A state official named Baron Ludwig von Esebeck (lord of the Ingweiler castle estate), working as an agent representing another, made himself known, and through him, the Löwenhaupt share of Reipoltskirchen passed in 1777 to a countess named Karoline von Isenburg. Also known as Karoline Franziska Dorothea von Parkstein, she was a natural daughter of Karl Theodor, the last Elector Palatine and Duke of Bavaria. She came to an agreement with the joint owner, the Countess of Hillesheim. The purchase agreement was approved by Karoline's father on 1 February 1778, thus ending the Ellrodts’ ownership of any share of Reipoltskirchen. While the Ellrodts were part-owners of Reipoltskirchen, a number of Protestant families from France (Huguenots) had made their home in the village. The Countess of Hillesheim transferred her share to her son, Imperial Count Ernst Gottfried, Baron of Reipoltskirchen and Hillesheim, who on 9 May 1785, died unmarried. His heirs were his two sisters, younger sister Countess Charlotte of Hillesheim – likewise unwed – and elder sister Countess Elisabeth Auguste of Hillesheim, who was married, to a Count of Spee, a high Electoral Palatinate official. The condominium was now held by three women; the third one was Princess Karoline. This arrangement remained unchanged until the fall of the old feudal system in the French Revolution.

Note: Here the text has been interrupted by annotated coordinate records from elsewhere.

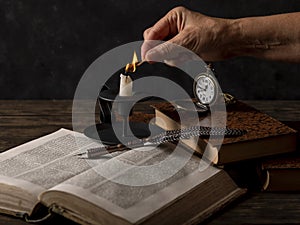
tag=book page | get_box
[41,145,220,222]
[0,129,104,192]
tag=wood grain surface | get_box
[0,100,300,225]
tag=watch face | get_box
[194,74,217,105]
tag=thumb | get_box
[145,34,196,65]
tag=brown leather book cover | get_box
[153,101,297,164]
[258,154,300,192]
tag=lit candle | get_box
[119,51,138,96]
[119,74,132,96]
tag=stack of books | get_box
[0,101,300,225]
[153,101,300,192]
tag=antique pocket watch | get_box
[193,66,236,108]
[193,71,219,106]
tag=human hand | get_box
[141,7,238,61]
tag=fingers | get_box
[141,7,184,60]
[145,34,195,65]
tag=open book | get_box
[0,129,245,224]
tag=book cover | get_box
[153,101,297,165]
[0,129,245,225]
[258,154,300,192]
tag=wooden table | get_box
[0,100,300,225]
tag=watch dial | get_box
[195,76,216,104]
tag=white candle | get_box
[119,74,132,96]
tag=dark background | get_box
[0,0,300,99]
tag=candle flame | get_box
[125,51,139,73]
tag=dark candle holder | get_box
[84,89,162,145]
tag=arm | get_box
[142,7,300,62]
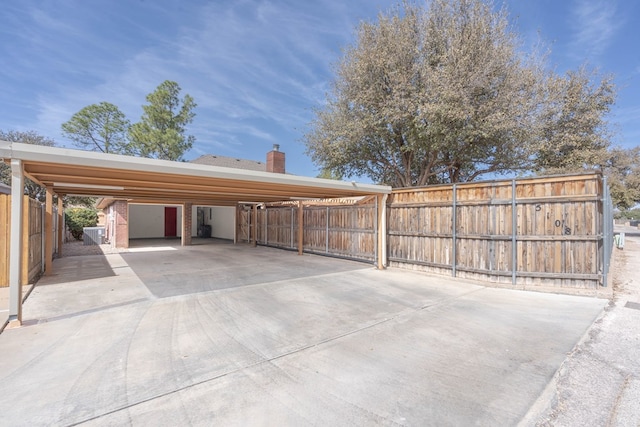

Belonging to the lordship towards the end of its existence were the following villages: Reipoltskirchen, Nußbach, Rathskirchen, Reichsthal, Hefersweiler, Relsberg and Morbach, along with a half share of an enclosed area at Rudolphskirchen and the scattered holdings of Finkenbach-Gersweiler, Schönborn and Dörnbach. All these villages jointly belonged to the owners of Hillesheim and the Countess of Isenburg. Belonging to the Countess of Isenburg alone were the bought villages of Seelen, Berzweiler, Niederkirchen and the other half share of Rudolphskirchen.

====Recent times====
French Revolutionary troops spared Reipoltskirchen and its castle any destruction. On 3 March 1793, they marched into the village. On 6 March, they planted a Freedom Tree in the village, and then made the villagers pay contributions when this symbol of the French Revolution was damaged. On 24 April, the Isenburg Amtmann, Wilhelm Stern, reported to the Princely Estate Administration in Mannheim that the French had forced the subjects to take a vow to freedom and equality. In 1797, with the beginning of French administration, the Glan became a border river and Reipoltskirchen found itself in the Department of Mont-Tonnerre (or Donnersberg in German), the Arrondissement of Kaiserslautern, the Canton of Lauterecken and the Mairie (“Mayoralty”) of Odenbach. The first French commissioner general, a man from Alsace named Rudler, took office on 4 September. In 1798, he promulgated a law abolishing feudalism, along with all the payments, compulsory labour and tithes that hitherto had been every subject's burden, owed to the lord and the church in the Palatinate. The first Adjunct responsible for Reipoltskirchen was Michael Konrad from Nußbach. As of 26 May 1798, the terms of the Directorial constitution that applied in France were introduced. On 16 June 1799 (27 Prairial in the year VI of the Revolution), all lordly and ecclesiastical holdings were declared national property of the new state, and all the old feudal lordships were dissolved. This meant the end for the Lordship of Reipoltskirchen, too. Now that the castle stood empty, poor people sought shelter there. Others used it as a stone quarry. Auctions were held on 20 March 1805, 30 November and 29 December 1808 and 29 April 1813 to sell these formerly lordly properties off. In 1805, a few buildings formerly held by the house of Isenburg passed to Falciola from Lauterecken. In 1808, the Amtshaus with its tower and some outbuildings went to Charles Baumann from Lauterecken, Henry Puricelli from Meisenheim, and Jean de Hoeffersweiler and Michael Seligmann from Kreuznach. The last Isenburg holding came under the hammer in 1813 and went to Bernhard Jacob Reinach from Mainz. By and by, the buyers then sold the properties that they had acquired to various interested parties, earning a healthy profit. The Treaty of Lunéville was signed on 9 February 1801, under whose terms all lands on the Rhine’s left bank had to be ceded to France. At about this time, Reipoltskirchen had 220 inhabitants.

There was a small Jewish community in the village in 1808, consisting of ten families and all together 56 persons. It likely formed in the 18th century under the comparatively liberal residency requirements that were then customary in smaller lordships. Particularly worthy of mention is the family Grünebaum, from whose midst arose the scholar Dr. Elias Grünebaum, who for many years was the Regional Palatine Rabbi (1836–1893). in 1809, Reipoltskirchen passed to the Mairie of Becherbach.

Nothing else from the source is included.